Sin ningún interés en agregar a sus dificultades, cabe mencionar un aspecto de entre muchos que quedan por comentar. Se le podría llamar una cuestión de tono, pero de lo que se trata realmente es de intensificar los espacios abiertos para la humillación de los que acuden ante el tribunal.

Justamente porque no se trata de un tribunal judicial en el sentido tradicional de la palabra, la Comisión de la Verdad tiene entre sus funciones no escritas la de encontrar formas de resarcir a las víctimas a través de mecanismos alternativos. Al no haber castigos puntuales e individualizados para los perpetradores como los que sí tiene la justicia ordinaria, la Comisión de la Verdad cuenta con otro tipo de poderes. Simbólicos, quizá, pero no por ello menos efectivos.

En otros contextos, uno de esos poderes siempre ha sido el ejercicio de la humillación, entendida acá como algo noble y no necesariamente malo o burletero. El abatimiento del orgullo y la altivez, diría el diccionario. Hacia allá es que va la política de la humillación de la que todavía carece nuestra Comisión de la Verdad. Nuestros victimarios rara vez se sonrojan.
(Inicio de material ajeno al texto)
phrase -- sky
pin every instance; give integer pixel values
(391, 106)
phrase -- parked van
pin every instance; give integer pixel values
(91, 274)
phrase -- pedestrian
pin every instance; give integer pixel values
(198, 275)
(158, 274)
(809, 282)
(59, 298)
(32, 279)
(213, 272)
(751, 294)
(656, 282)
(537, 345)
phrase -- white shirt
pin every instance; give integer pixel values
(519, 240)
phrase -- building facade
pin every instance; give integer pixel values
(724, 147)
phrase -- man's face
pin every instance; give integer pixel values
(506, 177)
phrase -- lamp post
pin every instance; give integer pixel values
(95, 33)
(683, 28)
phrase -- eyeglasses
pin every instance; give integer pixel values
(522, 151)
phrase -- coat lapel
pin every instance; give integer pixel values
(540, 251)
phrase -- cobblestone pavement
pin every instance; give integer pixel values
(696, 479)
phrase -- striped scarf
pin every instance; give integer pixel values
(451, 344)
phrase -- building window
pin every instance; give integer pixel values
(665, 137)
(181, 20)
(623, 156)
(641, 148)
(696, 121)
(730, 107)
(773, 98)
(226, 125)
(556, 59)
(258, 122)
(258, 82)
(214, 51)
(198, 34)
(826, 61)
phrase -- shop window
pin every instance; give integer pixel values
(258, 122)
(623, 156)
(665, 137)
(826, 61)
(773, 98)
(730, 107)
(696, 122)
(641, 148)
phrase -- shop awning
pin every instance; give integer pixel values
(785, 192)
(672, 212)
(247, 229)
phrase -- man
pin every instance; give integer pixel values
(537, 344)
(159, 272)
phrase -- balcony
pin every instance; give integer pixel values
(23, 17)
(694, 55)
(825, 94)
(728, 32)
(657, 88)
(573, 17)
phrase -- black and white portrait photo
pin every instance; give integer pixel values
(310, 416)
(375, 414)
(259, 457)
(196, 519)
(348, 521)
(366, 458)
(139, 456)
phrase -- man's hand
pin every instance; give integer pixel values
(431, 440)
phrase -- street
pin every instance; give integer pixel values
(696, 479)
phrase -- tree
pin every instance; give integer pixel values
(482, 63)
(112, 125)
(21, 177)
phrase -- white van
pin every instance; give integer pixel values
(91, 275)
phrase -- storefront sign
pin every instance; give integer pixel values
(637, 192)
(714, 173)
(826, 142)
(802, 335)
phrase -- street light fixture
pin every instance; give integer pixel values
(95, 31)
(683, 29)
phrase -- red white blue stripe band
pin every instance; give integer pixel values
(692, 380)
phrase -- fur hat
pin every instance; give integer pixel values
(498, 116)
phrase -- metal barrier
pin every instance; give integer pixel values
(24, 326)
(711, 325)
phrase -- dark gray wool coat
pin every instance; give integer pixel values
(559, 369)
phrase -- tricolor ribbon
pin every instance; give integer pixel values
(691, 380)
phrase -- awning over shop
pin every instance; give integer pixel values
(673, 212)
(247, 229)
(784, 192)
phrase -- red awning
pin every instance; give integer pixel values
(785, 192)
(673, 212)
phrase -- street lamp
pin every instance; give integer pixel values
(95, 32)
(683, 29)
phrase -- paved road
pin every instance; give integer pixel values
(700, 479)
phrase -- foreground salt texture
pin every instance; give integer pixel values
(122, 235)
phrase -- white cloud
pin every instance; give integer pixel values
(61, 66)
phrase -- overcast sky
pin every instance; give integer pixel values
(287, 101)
Sobre los encuentros a puerta cerrada con las víctimas es poco lo que se puede decir. Sin embargo, no basta con los pedidos más o menos libreteados de perdón que le han sido comunicados a la opinión pública. Líderes importantes de las Farc no transmiten arrepentimiento en sus explicaciones. De parte de algunos militares ha habido más farsa, descaro y silencio que rubor. No hay vergüenza.